Поставленные в разные годы последнего де­сятилетия весьма несхожими режиссерами Москвы, Ленинграда, Калинина, Киева, Риги, эти спектакли мало напоминали друг друга. И именно своими раз­ночтениями они, далеко не во всем удавшиеся, преж­де всего вызывают у нас не праздный интерес. К раз­говору о причинах такого многообразия мы еще вер­немся. А пока поговорим о странностях любви к «Вишневому саду», то есть о притягательности по­следней чеховской пьесы, не имеющей границ ни во времени ни в пространстве. Не случайно - и мастера современной западной режиссуры Барро, Стрелер, Брук выбрали ее из всего чеховского наследия.
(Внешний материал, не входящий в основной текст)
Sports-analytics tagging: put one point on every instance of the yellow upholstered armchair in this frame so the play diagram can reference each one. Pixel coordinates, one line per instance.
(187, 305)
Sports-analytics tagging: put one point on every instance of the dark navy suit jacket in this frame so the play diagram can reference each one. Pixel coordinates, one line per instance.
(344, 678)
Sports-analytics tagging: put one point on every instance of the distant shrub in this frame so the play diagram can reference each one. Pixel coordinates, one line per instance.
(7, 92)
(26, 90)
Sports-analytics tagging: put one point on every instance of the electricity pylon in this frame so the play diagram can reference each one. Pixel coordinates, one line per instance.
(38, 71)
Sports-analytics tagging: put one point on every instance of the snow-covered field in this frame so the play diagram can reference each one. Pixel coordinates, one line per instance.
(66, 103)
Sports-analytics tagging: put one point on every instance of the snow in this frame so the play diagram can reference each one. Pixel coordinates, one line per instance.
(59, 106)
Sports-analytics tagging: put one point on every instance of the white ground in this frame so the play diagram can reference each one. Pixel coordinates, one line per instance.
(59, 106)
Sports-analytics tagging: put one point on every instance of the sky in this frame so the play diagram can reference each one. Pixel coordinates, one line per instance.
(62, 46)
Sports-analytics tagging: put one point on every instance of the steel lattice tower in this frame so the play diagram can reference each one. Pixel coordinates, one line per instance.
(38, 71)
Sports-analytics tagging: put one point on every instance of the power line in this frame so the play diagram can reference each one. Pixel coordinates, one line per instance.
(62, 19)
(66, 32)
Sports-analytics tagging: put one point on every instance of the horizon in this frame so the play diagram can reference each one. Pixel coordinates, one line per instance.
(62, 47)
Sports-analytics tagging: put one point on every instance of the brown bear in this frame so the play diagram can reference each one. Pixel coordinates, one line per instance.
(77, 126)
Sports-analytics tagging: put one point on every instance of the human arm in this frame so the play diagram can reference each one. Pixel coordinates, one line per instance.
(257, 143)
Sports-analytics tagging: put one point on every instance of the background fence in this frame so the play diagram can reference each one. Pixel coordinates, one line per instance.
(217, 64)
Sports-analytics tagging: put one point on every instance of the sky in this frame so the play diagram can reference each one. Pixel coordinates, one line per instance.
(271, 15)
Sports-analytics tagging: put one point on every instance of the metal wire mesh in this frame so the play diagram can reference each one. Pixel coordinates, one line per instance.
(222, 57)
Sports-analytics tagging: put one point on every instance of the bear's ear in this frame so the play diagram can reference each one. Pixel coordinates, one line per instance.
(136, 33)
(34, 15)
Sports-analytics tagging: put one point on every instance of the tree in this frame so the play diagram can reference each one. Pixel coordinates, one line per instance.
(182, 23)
Итальянский режиссер, открывший в 70-е годы шествие «Вишневого сада» по сценам мира, пы­таясь себе и другим объяснить свой выбор, отвечает на вопрос воображаемого «удивленного собеседника»: «Зачем мне еще один «Вишневый сад»? Затем, что «Вишневый сад» — это шедевр... потому что он пре­красен, потому что я его люблю, потому что я чувст­вую, что он мне нужен. И если «Сад» необходим мне, значит, он каким-то образом необходим и другим». И затем Стрелер дает наивысшую оценку чеховской пьесе: «Да, «Вишневый сад» это шедевр, шедевр со всех точек зрения. Может быть, «Сад» это самое ве­ликое из всего, что оставляет буржуазное общество в области театра, великое тем знанием самого себя, которого другие не умеют достичь».
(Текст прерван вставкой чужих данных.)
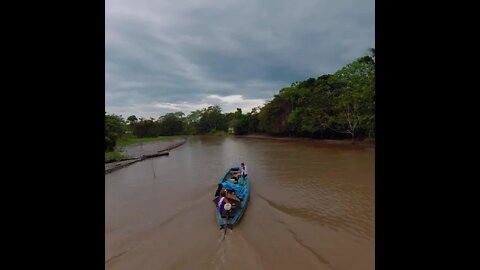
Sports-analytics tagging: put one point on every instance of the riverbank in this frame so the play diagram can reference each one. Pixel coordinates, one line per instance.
(140, 151)
(366, 142)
Качественно новый уровень последней пье­сы Чехова сразу же почувствовали первые ее режис­серы. Станиславский телеграфировал Чехову после зна­комства с текстом «Вишневого сада»: «Потрясен, не могу опомниться. Нахожусь в небывалом восторге. Считаю пьесу лучшей из всего прекрасного Вами написанного. Сердечно поздравляю гениального автора. Чувствую, ценю каждое слово. Благодарю за доставленное уже и предстоящее большое наслаждение». Немирович-Данченко излагает свое «личное первое впечатление» в гораздо более пространной телеграмме, аналитичной и деловой, и, возможно, потому менее восторженной, хотя и здесь помимо похвал прозвучала мысль о принципиальной новизне «Вишневого сада»: «...как сценическое произведение, может быть, больше пьеса, чем все предыдущие»; «Лица новы, чрезвычайно ин­тересны»; «Новь в твоем творчестве — яркий, сочный и простой драматизм. Прежде был преимущественно лирик, теперь истинная драма». Судя по письмам Че­хову и Книппер, он постепенно, в процессе репетиций проникал в глубины «Вишневого сада» и с живым участием наблюдал за реакцией актеров, зрителей. После читки пьесы на труппе художественников теле­графировал: «Впечатление громадное. Сильнейший трепет и мысли и чувства. Возбуждение большое и великолепное. Общий голос, что творчество ширится и крепнет».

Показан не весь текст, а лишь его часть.